IL PARADOSSO DELL’UNIONE

Gli elettori si interrogano quale sia la vera ragione dello scontro tra Prodi e Rutelli che sta portando alla frantumazione della Margherita, quello che dovrebbe essere il pilastro di centro dell'Ulivo o, se si preferisce, della cosiddetta «Unione», un nome che è un paradosso.
Qualcuno pensa che si tratti solo di una lite tra personalità diverse che si contendono la leadership del partito. L'impressione è veritiera solo in minima parte. È sì vero che il professore di Bologna, con il riflesso del vecchio indipendente di sinistra, vuole la lista unitaria di tutto l'Ulivo in maniera che non si possano contare le sue truppe, e invece che il più giovane leader romano si batte per una lista autonoma nel proporzionale in modo da far valere all'interno della coalizione i suffragi più moderati in gran parte provenienti dall'ex sinistra democristiana. Ma, in realtà, v'è pochissimo scontro di impostazioni ideali, di visioni politiche e di obiettivi programmatici poiché le divergenze si arrestano alla soglia della pura tattica elettorale. La ragione della lotta di tutti contro tutti nella Margherita dipende in verità dall'assenza pressoché totale di un programma condiviso e di una strategia a lungo respiro in grado di rappresentare una decente piattaforma di governo. Prodi e Rutelli litigano non perché hanno visioni diverse su ciò che vorrebbero fare domani nel governo di un eventuale centrosinistra vincente, bensì per la ragione opposta, cioè per l'assenza di solide differenze politiche tra loro. Le liti e le scomuniche sono tattiche. Per rendersene conto basta leggere le dichiarazioni dei due leader.

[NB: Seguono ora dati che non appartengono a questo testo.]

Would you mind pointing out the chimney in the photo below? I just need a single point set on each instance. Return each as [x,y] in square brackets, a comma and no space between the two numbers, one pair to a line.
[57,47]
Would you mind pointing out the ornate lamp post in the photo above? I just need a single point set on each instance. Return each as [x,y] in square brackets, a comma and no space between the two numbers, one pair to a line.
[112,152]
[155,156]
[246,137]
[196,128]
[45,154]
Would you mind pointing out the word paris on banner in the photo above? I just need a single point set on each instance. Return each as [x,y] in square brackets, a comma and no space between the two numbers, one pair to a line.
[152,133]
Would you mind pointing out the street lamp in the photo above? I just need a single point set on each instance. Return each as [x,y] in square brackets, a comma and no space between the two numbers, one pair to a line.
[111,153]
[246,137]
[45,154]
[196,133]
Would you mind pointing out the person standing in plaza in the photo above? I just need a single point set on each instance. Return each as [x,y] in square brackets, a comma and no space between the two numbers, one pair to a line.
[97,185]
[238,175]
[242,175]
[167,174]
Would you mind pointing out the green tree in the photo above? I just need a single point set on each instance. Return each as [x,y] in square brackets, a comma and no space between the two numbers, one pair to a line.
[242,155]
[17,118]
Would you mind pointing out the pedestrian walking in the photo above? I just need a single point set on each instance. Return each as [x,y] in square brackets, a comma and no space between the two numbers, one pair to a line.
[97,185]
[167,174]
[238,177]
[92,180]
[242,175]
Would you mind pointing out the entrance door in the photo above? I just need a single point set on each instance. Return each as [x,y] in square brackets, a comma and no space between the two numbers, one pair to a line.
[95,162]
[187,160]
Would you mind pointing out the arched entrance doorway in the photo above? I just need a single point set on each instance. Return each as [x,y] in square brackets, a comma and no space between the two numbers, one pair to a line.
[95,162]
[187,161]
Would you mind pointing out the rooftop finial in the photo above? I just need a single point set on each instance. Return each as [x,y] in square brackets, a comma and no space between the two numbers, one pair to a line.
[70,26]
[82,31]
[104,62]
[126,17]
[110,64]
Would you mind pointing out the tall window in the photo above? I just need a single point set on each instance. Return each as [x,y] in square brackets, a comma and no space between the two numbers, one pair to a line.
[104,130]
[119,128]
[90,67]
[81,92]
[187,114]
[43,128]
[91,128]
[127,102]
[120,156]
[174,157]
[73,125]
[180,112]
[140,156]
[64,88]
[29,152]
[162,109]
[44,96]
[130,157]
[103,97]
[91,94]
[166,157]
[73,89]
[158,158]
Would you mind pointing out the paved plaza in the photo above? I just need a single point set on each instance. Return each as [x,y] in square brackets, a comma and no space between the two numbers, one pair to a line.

Questa l'argomentazione di Prodi: «Non posso obbligare la Margherita ad avere una linea diversa da quella che ha deciso ma io credo che ci voglia altrettanto rispetto per la mia posizione in cui io cerco di portare avanti la lista unitaria con coloro che condividono la medesima linea». E questa la replica di Rutelli: «Addolora e preoccupa che una componente della Margherita non escluda uno scisma. Ci batteremo per scongiurarlo perché sarebbe un fattore di divisione e crisi per tutto il centrosinistra. Ribadiamo che su queste basi sia possibile dare a tutti e da parte di tutti, incluso Romano Prodi, la garanzia di unità, collaborazione e fiducia comuni».
Mi sembra che si sia tornati al lessico partitico di una volta. In altri tempi si sarebbe parlato di «aria fritta». Qualcuno saprebbe dirmi in cosa si differenziano Prodi e Rutelli nella politica economica, nella politica estera, nella politica istituzionale? Qualcuno saprebbe spiegare come i due esponenti, che dovrebbero rappresentare il centro nella coalizione, si pongono nei confronti di Bertinotti, Cossutta, Pecoraro Scanio e compagni? La dialettica politica, quando è reale, costituisce qualcosa che arricchisce partiti e coalizioni. Quando invece si parla solo di unità e scissioni, siamo al puro balbettio. Ciascuno ha maggiore o minore simpatia per l'immagine dei dioscuri separati della Margherita. Ma quel che più preoccupa è che, dietro al cosiddetto partito centrista che si propone alla guida del governo nell'alleanza di sinistra, non si intravede alcuna coerente e affidabile direzione di marcia. La debolezza politica e programmatica sia di Prodi sia di Rutelli, e l'aspra divaricazione dei rispettivi gruppi, fanno ritenere che l'eventuale governo dell'Ulivo o del centrosinistra, riposerebbe sostanzialmente nelle mani dei più decisi Democratici di sinistra, a loro volta condizionati dalla sinistra radicale. Verrebbe la voglia di dire che a beneficio della democrazia tutta sarebbe tempo che anche nella Margherita si passasse dai nominalismi e personalismi al confronto politico e programmatico. Perché, quale che siano i risultati delle prossime elezioni, il Paese ha diritto di sapere a chi si affida e per cosa si appresta a votare.